In 1985, Peter Collier and David Horowitz stunned the world of anticommunist conservatism by joining forces with it. The annunciation came in an article in Washington Post Magazine titled "Lefties for Reagan," in which the editors of the most distinguished leftist-radical magazine of the sixties, Ramparts, revealed that they had voted for Ronald Reagan in the 1984 election and were firm supporters of the Reagan efforts to fight communism in Central America and elsewhere by supporting prodemocratic freedom fighters.

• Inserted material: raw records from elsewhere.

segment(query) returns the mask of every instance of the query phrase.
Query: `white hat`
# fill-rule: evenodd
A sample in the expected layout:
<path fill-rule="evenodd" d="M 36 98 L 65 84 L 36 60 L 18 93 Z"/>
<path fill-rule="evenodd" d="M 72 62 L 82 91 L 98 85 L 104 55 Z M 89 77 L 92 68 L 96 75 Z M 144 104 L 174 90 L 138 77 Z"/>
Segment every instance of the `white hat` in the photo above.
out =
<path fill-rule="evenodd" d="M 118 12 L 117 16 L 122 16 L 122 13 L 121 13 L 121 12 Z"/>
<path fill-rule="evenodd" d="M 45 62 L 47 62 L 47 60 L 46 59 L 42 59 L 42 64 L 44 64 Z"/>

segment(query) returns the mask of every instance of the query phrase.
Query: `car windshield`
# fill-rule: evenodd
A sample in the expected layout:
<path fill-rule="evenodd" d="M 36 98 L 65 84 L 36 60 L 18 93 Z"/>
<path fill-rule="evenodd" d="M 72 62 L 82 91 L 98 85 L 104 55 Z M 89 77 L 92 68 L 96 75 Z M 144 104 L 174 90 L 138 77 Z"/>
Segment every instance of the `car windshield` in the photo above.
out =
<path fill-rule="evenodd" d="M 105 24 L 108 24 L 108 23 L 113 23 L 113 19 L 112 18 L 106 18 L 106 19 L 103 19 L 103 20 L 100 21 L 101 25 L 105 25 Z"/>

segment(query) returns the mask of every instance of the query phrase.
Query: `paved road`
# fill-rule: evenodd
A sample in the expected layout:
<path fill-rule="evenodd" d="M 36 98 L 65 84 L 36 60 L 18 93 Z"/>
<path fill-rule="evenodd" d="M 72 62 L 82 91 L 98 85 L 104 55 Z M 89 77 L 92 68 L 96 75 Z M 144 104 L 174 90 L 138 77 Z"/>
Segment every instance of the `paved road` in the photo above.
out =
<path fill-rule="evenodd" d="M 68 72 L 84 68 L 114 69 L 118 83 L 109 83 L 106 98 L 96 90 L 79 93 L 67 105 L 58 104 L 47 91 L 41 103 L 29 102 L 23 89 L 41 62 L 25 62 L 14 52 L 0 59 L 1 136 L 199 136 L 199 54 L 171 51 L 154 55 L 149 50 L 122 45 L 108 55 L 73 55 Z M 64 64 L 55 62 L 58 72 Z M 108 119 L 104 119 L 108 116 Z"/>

It was an act of political courage, as they certainly knew; after all, Collier and Horowitz had made their career on the American Left, and in turning against their old comrades and constituency they were, in a very real sense, endangering their livelihoods. Successful free-lance writers like Collier and Horowitz depend on the good opinion of the people in control of the printing press, and those were the very people most likely to be offended by their challenge to the prevailing morality of those who had been radicals or radical fellow travelers in the sixties and seventies.
Collier and Horowitz may have suspected but could not have known exactly what they were getting themselves into. In the pages of Destructive Generation they explain how surprised they were at the sheer abruptness with which lifelong friendships came to an end because of their decision to air their apostasy. "I can understand how you might have done something like voting for Reagan," they quote a friend of two decades as complaining, "but why didn't you have the decency to keep it to yourselves?"

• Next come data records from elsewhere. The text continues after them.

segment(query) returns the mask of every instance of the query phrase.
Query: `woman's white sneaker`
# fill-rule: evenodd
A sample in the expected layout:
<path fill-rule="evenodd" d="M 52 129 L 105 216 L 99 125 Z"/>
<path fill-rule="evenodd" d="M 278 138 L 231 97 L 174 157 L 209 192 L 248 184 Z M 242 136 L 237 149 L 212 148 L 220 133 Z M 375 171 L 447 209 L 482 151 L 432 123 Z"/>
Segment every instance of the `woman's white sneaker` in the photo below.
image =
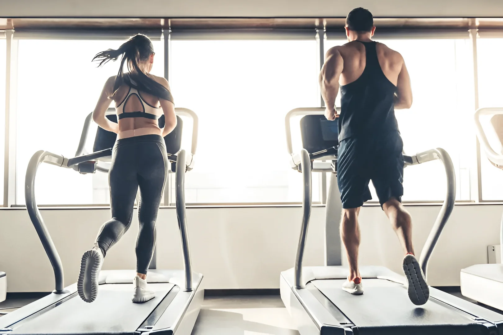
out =
<path fill-rule="evenodd" d="M 343 284 L 343 289 L 349 293 L 360 295 L 363 294 L 363 286 L 362 285 L 362 280 L 360 278 L 355 278 L 350 281 L 349 279 Z"/>
<path fill-rule="evenodd" d="M 133 302 L 141 303 L 146 302 L 155 297 L 155 292 L 148 289 L 147 281 L 138 276 L 133 280 L 134 284 L 134 293 L 133 294 Z"/>
<path fill-rule="evenodd" d="M 77 291 L 86 302 L 92 302 L 98 296 L 98 279 L 103 264 L 103 254 L 97 245 L 82 256 Z"/>

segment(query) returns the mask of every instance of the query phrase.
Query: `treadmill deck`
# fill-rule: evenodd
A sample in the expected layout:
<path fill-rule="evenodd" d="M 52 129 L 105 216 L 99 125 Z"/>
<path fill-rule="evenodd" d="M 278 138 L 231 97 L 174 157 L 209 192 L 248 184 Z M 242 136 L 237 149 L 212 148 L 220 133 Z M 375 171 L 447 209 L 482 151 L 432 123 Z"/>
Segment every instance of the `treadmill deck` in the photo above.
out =
<path fill-rule="evenodd" d="M 170 283 L 150 284 L 155 297 L 136 304 L 131 301 L 131 284 L 100 285 L 94 302 L 85 302 L 76 294 L 20 321 L 9 333 L 133 334 L 174 286 Z"/>
<path fill-rule="evenodd" d="M 474 335 L 487 331 L 470 314 L 435 299 L 430 298 L 423 306 L 414 305 L 406 288 L 400 284 L 364 279 L 364 293 L 351 296 L 341 289 L 345 280 L 316 280 L 311 283 L 357 326 L 359 335 Z"/>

Their old alliances and friendships decimated, Collier and Horowitz proceeded to produce a series of fiery articles, conferences, and now two books scoring the American Left with a ferocity that can only be summed up as the aftermath of a failed relationship--in this case, their divorce from a marriage to an idea about how to rearrange the world and the character of humanity. "I haven't exchanged one ideology for another," Horowitz writes in one of the chapters reprinted here. "I have freed myself from the chains of an Idea."
I have read most of Destructive Generation over the years, in one magazine or another. Piece by piece, the Collier and Horowitz articles seemed angry, occasionally wildly so, but when collected, they actually take on an elegiac tone--rather like the masterfully sad spirit animating their best-selling book on the Kennedy family and its legacy's catastrophic impact on Bobby's and Teddy's children.
The Kennedys builds toward its conclusion with the inevitability of a well-conceived tragedy. At its best, Destructive Generation has the same force--and is, moreover, written and told in the same spirit of imaginative sympathy. That accomplishment seems all the more remarkable in light of the coiled fury with the past that suffuses every page.
What the book makes clear is that Collier and Horowitz were participants, slightly off center focus but nonetheless ever present, in a continuing tragedy--the Rosencrantz and Guildenstern of the sixties. Rather, let us say tragedies, for the ideological journey they took is littered with the bodies of old friends and former colleagues.